L’oggetto del contendere non è il braccio di ferro che ne può emergere ma il livello di performance di questo gruppo che negli ultimi 18 mesi è andato via via peggiorando.
Si intrecciano una serie di questioni:
- la transizione generazionale,
- lo stile di management,
- i processi e gli strumenti di lavoro,
- la cultura aziendale.
Molte altre, per la verità, sono le tematiche che si aprono a questo riguardo, ma queste sono certamente tra le più rilevanti.
Luca appartiene alla generazione “Millennials”, intende il lavoro in modo diverso, coerentemente con quella che è stata la sua vita e quella che vorrebbe fosse la sua esperienza professionale.

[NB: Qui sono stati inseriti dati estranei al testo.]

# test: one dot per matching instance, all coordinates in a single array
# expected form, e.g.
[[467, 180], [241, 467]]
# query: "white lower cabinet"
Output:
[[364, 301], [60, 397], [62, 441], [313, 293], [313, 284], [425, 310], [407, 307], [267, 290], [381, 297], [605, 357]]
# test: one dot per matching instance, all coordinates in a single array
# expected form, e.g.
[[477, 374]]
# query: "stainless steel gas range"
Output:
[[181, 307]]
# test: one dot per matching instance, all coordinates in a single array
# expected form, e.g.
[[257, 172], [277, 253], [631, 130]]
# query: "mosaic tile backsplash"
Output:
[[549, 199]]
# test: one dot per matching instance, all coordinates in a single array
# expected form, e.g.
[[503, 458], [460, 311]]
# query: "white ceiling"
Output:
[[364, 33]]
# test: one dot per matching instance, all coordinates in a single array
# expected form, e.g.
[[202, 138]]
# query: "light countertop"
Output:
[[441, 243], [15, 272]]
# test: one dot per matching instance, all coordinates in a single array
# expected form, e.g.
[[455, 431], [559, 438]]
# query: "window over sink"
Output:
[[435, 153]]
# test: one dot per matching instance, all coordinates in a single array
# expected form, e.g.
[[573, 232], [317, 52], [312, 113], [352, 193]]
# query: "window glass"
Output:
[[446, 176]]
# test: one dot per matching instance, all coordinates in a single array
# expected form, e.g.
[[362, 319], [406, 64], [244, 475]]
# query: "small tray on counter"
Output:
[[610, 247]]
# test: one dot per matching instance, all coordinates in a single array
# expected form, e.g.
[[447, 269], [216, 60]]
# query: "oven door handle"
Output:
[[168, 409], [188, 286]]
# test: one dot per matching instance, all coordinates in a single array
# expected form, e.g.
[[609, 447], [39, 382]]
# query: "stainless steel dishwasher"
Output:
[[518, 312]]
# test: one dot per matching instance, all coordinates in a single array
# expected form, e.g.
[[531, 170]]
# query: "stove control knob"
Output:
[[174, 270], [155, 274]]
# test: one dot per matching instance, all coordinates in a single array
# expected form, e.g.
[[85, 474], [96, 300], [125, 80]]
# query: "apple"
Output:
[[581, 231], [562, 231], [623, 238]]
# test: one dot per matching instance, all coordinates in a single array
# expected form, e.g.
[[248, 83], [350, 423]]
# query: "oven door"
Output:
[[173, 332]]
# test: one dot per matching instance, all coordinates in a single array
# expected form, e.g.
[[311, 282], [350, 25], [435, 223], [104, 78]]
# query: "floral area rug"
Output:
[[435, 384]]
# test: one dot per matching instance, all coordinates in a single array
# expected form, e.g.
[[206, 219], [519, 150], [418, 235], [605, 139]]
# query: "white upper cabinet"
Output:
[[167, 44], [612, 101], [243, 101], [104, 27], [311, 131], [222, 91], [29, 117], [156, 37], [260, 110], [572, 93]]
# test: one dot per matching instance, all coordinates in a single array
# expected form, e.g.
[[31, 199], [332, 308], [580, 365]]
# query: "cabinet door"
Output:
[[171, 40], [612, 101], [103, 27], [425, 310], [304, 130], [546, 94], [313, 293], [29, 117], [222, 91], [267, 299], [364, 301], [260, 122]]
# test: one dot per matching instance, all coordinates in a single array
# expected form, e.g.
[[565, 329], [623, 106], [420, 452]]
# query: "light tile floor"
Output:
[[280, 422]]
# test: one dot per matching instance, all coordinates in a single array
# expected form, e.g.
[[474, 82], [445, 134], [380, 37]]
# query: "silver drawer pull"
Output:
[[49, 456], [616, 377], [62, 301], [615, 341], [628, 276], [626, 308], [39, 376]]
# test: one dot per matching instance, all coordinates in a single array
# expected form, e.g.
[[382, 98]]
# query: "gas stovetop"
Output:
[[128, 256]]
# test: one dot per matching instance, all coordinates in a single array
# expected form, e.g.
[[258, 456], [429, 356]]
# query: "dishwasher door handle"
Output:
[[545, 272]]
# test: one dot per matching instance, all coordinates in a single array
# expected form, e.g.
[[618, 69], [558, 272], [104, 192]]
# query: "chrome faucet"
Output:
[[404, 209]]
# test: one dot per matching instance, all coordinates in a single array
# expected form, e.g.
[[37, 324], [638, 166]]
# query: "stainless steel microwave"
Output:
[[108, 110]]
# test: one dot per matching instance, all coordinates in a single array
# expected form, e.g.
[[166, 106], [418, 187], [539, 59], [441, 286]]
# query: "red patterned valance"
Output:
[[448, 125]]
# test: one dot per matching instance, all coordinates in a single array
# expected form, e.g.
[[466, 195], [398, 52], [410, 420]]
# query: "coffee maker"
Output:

Mirko è cresciuto imparando ad essere manager in una specifica organizzazione, assorbendo e mettendo in pratica uno specifico modello organizzativo. Luca invece si aspetta:
- trasparenza informativa,
- rispetto personale,
- un confronto anche informale,
- uno scambio frequente di feedback, inclusi gli apprezzamenti per il buon lavoro svolto e ancora,
- si aspetta di avere un capo che si mostri affidabile, capace e garantisca “protezione” verso i rischi a cui il mercato espone il singolo.
Mirko è un manager guidato dall’ottimizzazione della performance attraverso l’applicazione scrupolosa dei processi, l’impiego attento degli strumenti aziendali, l’interpretazione “genitoriale” di un ruolo che lascia poco spazio alla relazione interpersonale paritaria, alla condivisione e al ruolo di manager-coach, quanto piuttosto di manager-capo.
Il problema non è Luca e non è Mirko, quanto piuttosto il crearsi di una voragine tra le aspettative dell’uno (degli uni) e la chiave di lettura dell’altro. Questa voragine genera uno stress controproducente rispetto alla performance desiderata. Sebbene il desiderio di realizzare una buona performance sia davvero l’unico punto in comune, le due parti stanno su due sponde opposte dello stesso fiume.
Quale livello di stress è ottimale all’interno di un’organizzazione? In quale modo si può governare tale livello? Quali fattori peggiorano/migliorano la percezione dello stress in un’ottica di ottimizzazione della performance?
Molte le implicazioni in chiave formativa rispetto a quanto precede:
- MANAGEMENT & COACHING: per la conoscenza dei fondamenti del management ed eventualmente il possesso di nozioni di management avanzato, l’accompagnamento di un team alla realizzazione di un obiettivo, lo scambio dei feedback, la gestione dei conflitti, la delega e la responsabilizzazione.
- PERSONAL DEVELOPMENT: per la gestione delle relazioni interpersonali, il self-empowerment, l’intelligenza emotiva e la gestione dello stress, la negoziazione manageriale, le tecniche di comunicazione.
- HR & ORGANIZATION: per la comunicazione interna, l’analisi organizzativa, l’approccio per processi.